In the afternoon, after opening remarks by Yale University President Richard Levin, three panel discussions examined the history of the book, its impact on higher education, and the conservative movement today. The first discusssion, moderated by Professor Ted Malloch, was titled “The History of God and Man at Yale.” The three presenters–Dr. Lee Edwards of the Heritage Foundation, Professor Gaddis Smith, and Professor Alvin Felzenberg, former chief spokeman for the 9/11 Commission– spoke on the book’s revolutionary indictment of what Buckley perceived as the irresponsibility of a university that had forgotten its roots in the American tradition of individualism and the Judeo-Christian tradition of faith. They also covered the blistering reaction Buckley earned from the university establishment and its defenders, who saw him as a mere upstart and a controversialist.

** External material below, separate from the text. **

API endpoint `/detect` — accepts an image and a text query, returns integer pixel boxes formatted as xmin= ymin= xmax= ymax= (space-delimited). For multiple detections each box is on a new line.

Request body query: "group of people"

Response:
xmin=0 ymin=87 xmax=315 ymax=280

The second panel, “The Crisis in Higher Education: Is God and Man at Yale Relevant Today?”, was moderated by Professor Charles Kesler and featured three commentators known for their interest in the challenges facing today’s colleges and universities: Midge Decter, R. Emmett Tyrell Jr., the founder of The American Spectator, and Roger Kimball, author of Tenured Radicals and editor and publisher of The New Criterion.
The last panel, “Buckley’s Legacy: How Would the Patron Saint Turbo-Charge Conservatism?”, focused on Buckley’s life and the enduring value of his intellectual conservatism. Moderated by Buckley biographer Linda Bridges, the panel featured some of the afternoon’s biggest names, including Kristol, Lowry, and longtime Buckley assistant Neal Freeman. Lowry told the story of his work with Buckley at National Review, while Freeman discussed Buckley’s personal qualities and what he might say to the current batch of GOP presidential candidates.
Afterward, the conference adjourned for a gala at the Omni Hotel in New Haven, to celebrate the book’s anniversary, Buckley’s life, and the success of the Buckley Program on Yale’s campus. At dinner, members of Buckley’s family spoke, as did Kissinger and Lauren Noble, who founded the Buckley Program last year as a Yale senior. The 200-person crowd included alumni, faculty, students, and Buckley’s friends and family.
The Buckley Program regularly brings speakers to campus with an eye toward promoting intellectual diversity by encouraging intellectual conservatism. In addition, the program will be sponsoring student internships at conservative publications and institutes over the summer and faciliating a course on Buckley’s life and the rise of modern conservatism in the spring.